Sample programs

The programs here are written in C++, using the CWEBx system of software documentation. Links are provided to the tangled (directly compilable) sources and the generated documentation in PDF format, so to use and inspect the programs it is not necessary to install the CWEBx system.

Combing lattice paths to obtain tilings of the Aztec diamond

CWEBx source file aztec.w
Tangled source file aztec.cpp
Woven documentation aztec.pdf

This program will apply the algorithm described in the paper "A bijection proving the Aztec diamond theorem by combing lattice paths", either on a random array of bits to generate a random path family, or exhaustively on all possible such data of a given order; it also runs the reverse algorithm checking that it recovers the initial data. It can produce PostScript data depicting the path family produced, and optionally several intermediate stages, and the corresponding Aztec diamond tiling. The program is a command line program taking its arguments from the command line. Assuming the executable program is named aztec, the calling syntax is

  aztec [OPTIONS] ORDER [FILE]

where ORDER is the order of the Aztec diamond to consider (a nonnegative number; the path family will contain one more path than this). The final argument FILE is a base for the name of the PostScript file to be produced; the program will automatically add "-ORDER.ps" to it. If no FILE argument is given but PostScript output is requested, it will be written to the standard output. The default is to output one randomly generated path family of the given order, but this can be modified by options. The possible options are

-x Do exhaustive generation in given order, while suppressing PostScript output; just report success or failure of executing the algorithm and inverting it
-X Do exhaustive generation, and produce (potentially massive) PostScript output
-t Produce (also) output of the completed configuration as a tiling of the Aztec diamond
-n Suppress output of a path family
-s NUM Write, to the PostScript output, NUM intermediate snapshots during the algorithm, done at more or less equally spaced times when complete columns have been made disjoint, the first snapshot being at the very beginning. Setting this option also causes "-NUM" to be inserted into the file name produced, just before the dot. An alternative syntax for setting this option is to specify ORDER in the form n/s where n is the order and s the number of snapshots.
-c NUM Write, to the PostScript output, in detail the stages during which column number NUM is made disjoint and obtains its final value; this happens after the path with the same number is taken into consideration.
-r NUM Set the random seed to NUM, so that reproducible output can be generated.

A bijection between partitions of n and strict partitions of 2n whose diagram is black/white balanced

This is a small Python program that computes the bijections described in these MathOverflow and Math.StackExchange answers.
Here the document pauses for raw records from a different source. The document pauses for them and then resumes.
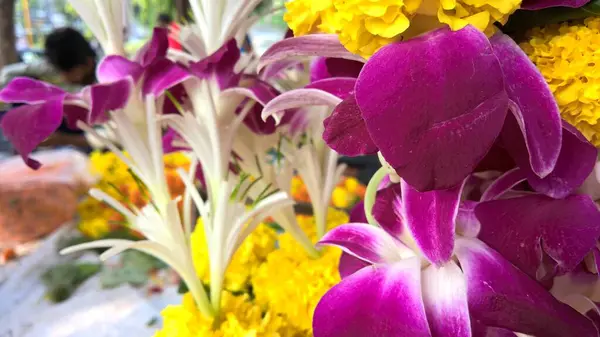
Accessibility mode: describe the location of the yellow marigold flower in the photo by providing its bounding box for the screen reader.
[284,0,521,58]
[78,151,190,239]
[331,186,354,208]
[191,219,277,291]
[521,17,600,147]
[154,292,308,337]
[252,209,348,335]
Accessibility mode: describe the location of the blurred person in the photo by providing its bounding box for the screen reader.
[0,27,97,150]
[156,13,183,50]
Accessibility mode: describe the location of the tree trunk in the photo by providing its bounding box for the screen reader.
[0,0,19,69]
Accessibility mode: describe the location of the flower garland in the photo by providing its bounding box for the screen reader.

They are between partitions of n on one hand and on the other hand strict partitions of 2n with empty 2-core, where the latter means that the diagram when coloured in a checkerboard fashion has as many black as white squares, or equivalently that the odd parts of the partition (which are even in number) occupy as many odd as even positions.

Python source file blowup.py

This is my very first Python program, so it might contain things that are frowned upon by the Python community.

The forward direction is computed by double_strict using edge sequences, and also by to_double using the more direct approach of the StackExchange answer (the two functions should produce the same results). Similarly the reverse direction (which is actually the one described in the answers) is computed by undouble using edge sequences, and also more directly by by to_plain.